Bo "Jak działa jamniczek?" to nie jest żadna "bajka", to film animowany. Animacja nie musi być bajką dla dzieci, to szeroka dziedzina sztuki filmowej, której animacje dla dzieci stanowią małą część. Niestety, w Polsce ciągle się uważa, że jak coś jest animowane, to musi być dla dzieci. "Bolek i Lolek" to animacja dla dzieci, czyli potocznie "bajka", natomiast "Jak działa jamniczek" to animacja, po prostu.
Dzieciom w przedszkolu w Krakowie się spodobało. Reżyser w nagrodę dostał laurkę przedstawiającą Lajkonika i całe przedszkole zaśpiewało mu piosenkę o szumiącym lesie.
Lęk pokolenia 1990-1995 przy odbiorze podobnych filmów albo topornie wykonanych czołówek programów telewizyjnych wynika z czego innego. Późne pory, niepokojące melodie w tle, wczesne lata telewizji tak dla nas wyglądały. Ja bałem się teatru telewizji na przykład. To duchologia (hauntology) - dostrzeżone, ale i coraz popularniej opisywane zjawisko. To jest niepokojące, i nazywanie tego ryciem beretu nie ujmuje tym dziełom artyzmu kinematograficznego. Dla kogoś będzie śmieszne może tylko. Czuję pomieszanie lęku i nostalgii, gdy oglądam te filmy na kliszy.
Po obejrzeniu gapiłem się w czarny ekran jeszcze kilkadziesiąt sekund i zastanawiałem się nad sensem swojego istnienia, aż doszedłem do wniosku, że powinienem przestać poszukiwać filmu doskonale po*ebanego, bo właśnie go znalazłem :D ale jest łapka w góre
It's basically about how all living creatures on Earth are complex and fascinating mechanisms and how humans shouldn't destroy other creatures. Of course, the approach to conveying this idea in a cartoon could've been a bit more... traditional, to say the least.

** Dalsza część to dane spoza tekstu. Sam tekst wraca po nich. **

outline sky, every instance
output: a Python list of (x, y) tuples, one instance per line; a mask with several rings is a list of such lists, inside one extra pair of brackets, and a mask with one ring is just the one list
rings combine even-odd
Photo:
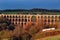
[(0, 0), (0, 9), (60, 9), (60, 0)]

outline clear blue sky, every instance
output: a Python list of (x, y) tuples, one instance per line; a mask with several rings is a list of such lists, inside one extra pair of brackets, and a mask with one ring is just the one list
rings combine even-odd
[(0, 9), (60, 9), (60, 0), (0, 0)]

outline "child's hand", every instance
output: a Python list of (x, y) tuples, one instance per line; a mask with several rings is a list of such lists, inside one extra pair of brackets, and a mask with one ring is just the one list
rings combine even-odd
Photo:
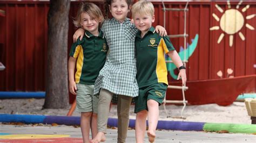
[(157, 25), (156, 26), (156, 32), (159, 33), (160, 36), (166, 36), (167, 32), (165, 28), (161, 26)]
[(185, 69), (181, 69), (179, 70), (177, 80), (179, 80), (180, 77), (181, 77), (182, 85), (184, 85), (187, 81), (187, 77), (186, 76), (186, 70)]
[(131, 19), (131, 24), (134, 23), (134, 20), (133, 20), (133, 19)]
[(77, 39), (80, 37), (80, 40), (82, 41), (82, 39), (84, 35), (84, 30), (83, 28), (79, 28), (76, 31), (74, 34), (73, 35), (73, 42), (76, 42), (77, 41)]
[(77, 84), (75, 81), (69, 82), (69, 91), (73, 95), (77, 95), (76, 91), (77, 90)]

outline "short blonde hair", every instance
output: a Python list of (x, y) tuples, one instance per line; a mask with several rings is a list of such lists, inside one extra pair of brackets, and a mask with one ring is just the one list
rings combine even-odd
[(132, 7), (132, 15), (133, 18), (135, 15), (149, 15), (153, 17), (154, 13), (154, 5), (150, 2), (139, 1), (134, 3)]
[(83, 12), (86, 12), (90, 17), (95, 18), (98, 22), (101, 20), (101, 22), (99, 23), (99, 26), (101, 26), (104, 18), (99, 7), (92, 3), (82, 3), (77, 11), (77, 16), (73, 20), (76, 27), (82, 27), (80, 23), (81, 23), (81, 15)]

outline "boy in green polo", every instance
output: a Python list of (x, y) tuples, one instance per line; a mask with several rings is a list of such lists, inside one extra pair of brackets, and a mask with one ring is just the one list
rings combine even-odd
[[(98, 98), (93, 96), (94, 84), (105, 64), (108, 47), (103, 33), (99, 28), (104, 20), (99, 8), (93, 3), (82, 3), (77, 13), (74, 24), (85, 30), (85, 36), (82, 40), (78, 39), (73, 43), (70, 50), (69, 90), (77, 95), (76, 110), (81, 113), (83, 141), (89, 142), (90, 127), (92, 138), (98, 132)], [(76, 64), (77, 70), (75, 74)]]
[(167, 54), (177, 67), (178, 80), (186, 81), (185, 68), (168, 37), (161, 37), (152, 26), (154, 22), (154, 6), (150, 2), (140, 1), (132, 8), (132, 18), (139, 30), (135, 39), (137, 80), (139, 96), (134, 98), (137, 142), (143, 142), (147, 117), (150, 142), (154, 142), (158, 121), (158, 106), (162, 103), (168, 85), (164, 54)]

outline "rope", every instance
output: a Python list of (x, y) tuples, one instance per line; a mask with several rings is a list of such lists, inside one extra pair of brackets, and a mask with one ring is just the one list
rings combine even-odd
[[(184, 66), (186, 67), (186, 48), (187, 48), (187, 46), (186, 46), (186, 22), (187, 22), (187, 13), (186, 13), (186, 11), (187, 11), (187, 6), (188, 5), (188, 2), (189, 2), (189, 0), (187, 0), (187, 3), (186, 4), (186, 6), (185, 7), (185, 9), (184, 9), (184, 33), (183, 34), (183, 38), (184, 38), (184, 59), (183, 59), (183, 64), (184, 65)], [(165, 25), (165, 21), (166, 21), (166, 15), (165, 15), (165, 12), (166, 11), (166, 8), (165, 8), (165, 5), (164, 4), (164, 1), (163, 0), (161, 0), (161, 3), (162, 3), (162, 4), (163, 4), (163, 10), (164, 11), (164, 27), (165, 28), (166, 27), (166, 25)], [(183, 107), (181, 109), (181, 113), (180, 113), (180, 116), (181, 116), (181, 118), (183, 118), (183, 119), (185, 119), (186, 118), (183, 117), (183, 111), (185, 109), (185, 108), (186, 107), (186, 98), (185, 97), (185, 88), (186, 87), (186, 84), (182, 86), (182, 95), (183, 95)], [(166, 101), (166, 99), (165, 99), (165, 98), (164, 98), (164, 110), (165, 111), (165, 113), (166, 113), (166, 115), (167, 115), (167, 111), (166, 111), (166, 109), (165, 108), (165, 101)], [(168, 116), (167, 116), (167, 117), (168, 117)]]

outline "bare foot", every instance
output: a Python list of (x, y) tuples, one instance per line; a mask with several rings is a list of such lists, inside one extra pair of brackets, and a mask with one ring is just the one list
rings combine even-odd
[(105, 136), (105, 133), (103, 132), (98, 132), (95, 138), (94, 138), (92, 140), (92, 143), (98, 143), (100, 142), (104, 142), (106, 141), (106, 137)]
[(147, 131), (147, 137), (149, 137), (149, 141), (154, 142), (156, 138), (156, 133), (154, 132)]

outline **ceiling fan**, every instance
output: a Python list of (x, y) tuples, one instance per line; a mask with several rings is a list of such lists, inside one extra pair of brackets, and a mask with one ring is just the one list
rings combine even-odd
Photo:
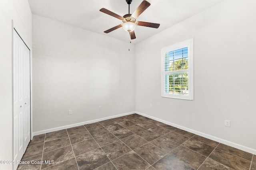
[(129, 32), (130, 37), (131, 37), (131, 39), (132, 39), (136, 38), (134, 31), (136, 27), (136, 25), (143, 26), (144, 27), (151, 27), (155, 28), (158, 28), (158, 27), (159, 27), (160, 24), (159, 23), (152, 23), (151, 22), (143, 22), (142, 21), (136, 21), (136, 19), (150, 5), (150, 3), (146, 0), (143, 0), (135, 10), (135, 11), (134, 11), (132, 14), (130, 14), (130, 4), (132, 3), (132, 0), (126, 0), (127, 4), (129, 5), (129, 14), (124, 15), (124, 16), (122, 17), (104, 8), (101, 8), (100, 10), (100, 11), (122, 20), (123, 21), (122, 24), (119, 24), (110, 29), (108, 29), (104, 31), (104, 33), (108, 33), (122, 27), (124, 31)]

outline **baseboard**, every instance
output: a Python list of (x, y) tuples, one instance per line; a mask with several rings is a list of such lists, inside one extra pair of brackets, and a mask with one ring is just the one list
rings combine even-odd
[(126, 115), (130, 115), (131, 114), (133, 114), (134, 113), (135, 113), (135, 111), (132, 111), (131, 112), (126, 113), (125, 113), (115, 115), (114, 116), (111, 116), (108, 117), (106, 117), (103, 118), (98, 119), (94, 119), (94, 120), (90, 120), (88, 121), (80, 122), (78, 123), (73, 124), (72, 125), (67, 125), (66, 126), (61, 126), (60, 127), (55, 127), (54, 128), (44, 130), (42, 131), (38, 131), (36, 132), (34, 132), (33, 133), (33, 136), (34, 137), (34, 136), (40, 135), (44, 134), (44, 133), (55, 132), (56, 131), (65, 129), (66, 129), (71, 128), (72, 127), (76, 127), (78, 126), (81, 126), (84, 125), (86, 125), (88, 124), (92, 123), (95, 123), (95, 122), (97, 122), (100, 121), (102, 121), (104, 120), (107, 120), (110, 119), (113, 119), (116, 117), (118, 117), (121, 116), (125, 116)]
[(143, 113), (142, 113), (139, 112), (138, 111), (135, 111), (137, 114), (138, 114), (142, 116), (145, 116), (145, 117), (148, 117), (150, 119), (155, 120), (157, 121), (159, 121), (160, 122), (163, 123), (164, 123), (166, 124), (174, 127), (176, 127), (177, 128), (180, 129), (181, 129), (187, 131), (191, 133), (194, 133), (196, 135), (197, 135), (198, 136), (200, 136), (206, 138), (208, 139), (209, 139), (212, 140), (213, 141), (216, 141), (218, 142), (219, 142), (223, 144), (226, 145), (228, 146), (236, 148), (238, 149), (243, 150), (245, 152), (247, 152), (249, 153), (252, 153), (252, 154), (256, 154), (256, 150), (244, 146), (242, 145), (241, 145), (238, 144), (237, 143), (234, 143), (230, 141), (228, 141), (224, 139), (223, 139), (221, 138), (219, 138), (217, 137), (216, 137), (210, 135), (206, 134), (206, 133), (202, 133), (202, 132), (195, 131), (191, 129), (188, 128), (183, 126), (180, 126), (179, 125), (172, 123), (166, 121), (164, 120), (162, 120), (160, 119), (155, 117), (153, 116), (150, 116), (146, 114)]

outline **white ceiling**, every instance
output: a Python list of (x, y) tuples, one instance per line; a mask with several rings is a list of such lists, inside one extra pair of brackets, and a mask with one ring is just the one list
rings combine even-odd
[[(160, 24), (158, 29), (137, 26), (136, 44), (224, 0), (147, 0), (151, 5), (137, 19)], [(142, 0), (133, 0), (130, 13)], [(120, 16), (128, 13), (126, 0), (28, 0), (32, 13), (77, 27), (129, 42), (122, 28), (104, 31), (122, 23), (121, 20), (100, 12), (104, 8)]]

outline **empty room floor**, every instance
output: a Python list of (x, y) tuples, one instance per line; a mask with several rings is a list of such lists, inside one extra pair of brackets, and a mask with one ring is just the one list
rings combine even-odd
[(35, 136), (22, 159), (18, 170), (256, 170), (256, 155), (137, 114)]

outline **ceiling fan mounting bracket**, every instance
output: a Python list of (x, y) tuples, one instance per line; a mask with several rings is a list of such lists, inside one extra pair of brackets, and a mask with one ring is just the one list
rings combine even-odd
[(130, 5), (132, 3), (132, 0), (126, 0), (126, 2), (127, 2), (127, 4)]
[(123, 23), (125, 23), (126, 22), (133, 22), (135, 24), (136, 24), (136, 18), (134, 18), (132, 16), (132, 14), (126, 14), (123, 17), (124, 19), (122, 20), (122, 21)]

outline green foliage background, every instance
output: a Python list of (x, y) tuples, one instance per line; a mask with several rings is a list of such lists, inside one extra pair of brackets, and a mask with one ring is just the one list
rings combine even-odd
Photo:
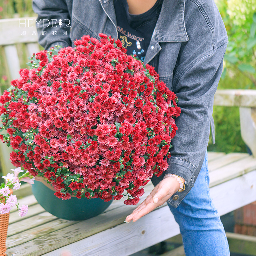
[[(219, 89), (256, 89), (256, 0), (215, 0), (227, 30), (229, 43), (224, 58), (224, 69)], [(0, 19), (36, 16), (32, 0), (0, 0)], [(21, 68), (26, 67), (24, 46), (17, 46)], [(10, 81), (4, 52), (0, 47), (0, 88)], [(210, 138), (208, 150), (246, 152), (240, 134), (238, 108), (214, 107), (216, 144)]]

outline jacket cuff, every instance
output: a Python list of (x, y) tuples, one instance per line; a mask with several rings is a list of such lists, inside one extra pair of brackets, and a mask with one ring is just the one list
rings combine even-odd
[(187, 184), (194, 187), (196, 166), (185, 160), (173, 156), (169, 159), (168, 163), (169, 166), (165, 174), (172, 173), (180, 176), (185, 180)]

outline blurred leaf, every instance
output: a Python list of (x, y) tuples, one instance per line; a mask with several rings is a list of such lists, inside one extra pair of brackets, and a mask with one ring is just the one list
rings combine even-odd
[(251, 37), (253, 38), (255, 36), (255, 33), (256, 33), (256, 23), (253, 22), (252, 24), (252, 27), (251, 27), (250, 30), (250, 36)]
[(223, 69), (222, 74), (221, 74), (221, 76), (220, 76), (220, 79), (224, 79), (225, 78), (225, 76), (227, 74), (227, 68), (224, 68)]
[(249, 73), (256, 73), (255, 69), (250, 64), (241, 64), (237, 66), (237, 67), (241, 71), (245, 71)]
[(256, 23), (256, 12), (254, 12), (253, 14), (253, 21)]
[(256, 38), (249, 38), (247, 41), (247, 49), (251, 49), (256, 45)]
[(225, 54), (224, 58), (225, 59), (233, 64), (235, 64), (238, 61), (238, 59), (235, 56), (233, 56), (230, 55)]

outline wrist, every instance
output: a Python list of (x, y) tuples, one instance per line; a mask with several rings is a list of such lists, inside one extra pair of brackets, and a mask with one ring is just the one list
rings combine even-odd
[(174, 179), (176, 181), (177, 190), (177, 192), (181, 192), (185, 189), (185, 180), (182, 177), (180, 177), (176, 174), (168, 173), (164, 175), (164, 179), (172, 178)]

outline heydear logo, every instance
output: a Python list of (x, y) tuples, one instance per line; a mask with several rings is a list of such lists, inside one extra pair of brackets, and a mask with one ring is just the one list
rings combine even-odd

Author is trying to mimic the typical technobabble from popular science TV series (mostly of his era) to present his pro-nature arguments. Some of them are quite clever and funny. For example - he takes a fly (insect) and counts the amount of fotoreceptors in its eyes, then multiplies that by the price of average fotodiode on the market. And then he states that by destroying a fly we are destroying a highly advanced biological machine worth over X million. :)
Это следует смотреть, только не зная польского. Только тогда понимаешь смысл этого произведения. Но сказать его, конечно же, никому не можешь. Так и ходишь. Вокруг поляки и прочие непосвященные тебе будут что-то говорить, но ты, в котором уже возобладала электрокапущоха, ты, сосчитавший вартощчи каждого ока мотэля, не дашь себя обмануть.
bardzo ciekawa animacja. Ten silnik mięśniowy... przy zastosowaniu czegoś w rodzaju sztucznych mięśni aktywowanych prądem elektrycznym to może mógł by zaistnieć...
hm film ma wartosc artystyczna ale edukacyjnie mija sie z celem z tego wzgledu ze osoby ktore niszcza jamniczka i tak sie nie pochyla nad tego typu przekazem a te co sie pochyla i docenia juz dwano wiedza ze jamniczek to bardzo skomplikowane mechanizmy i nie warto go niszczyc.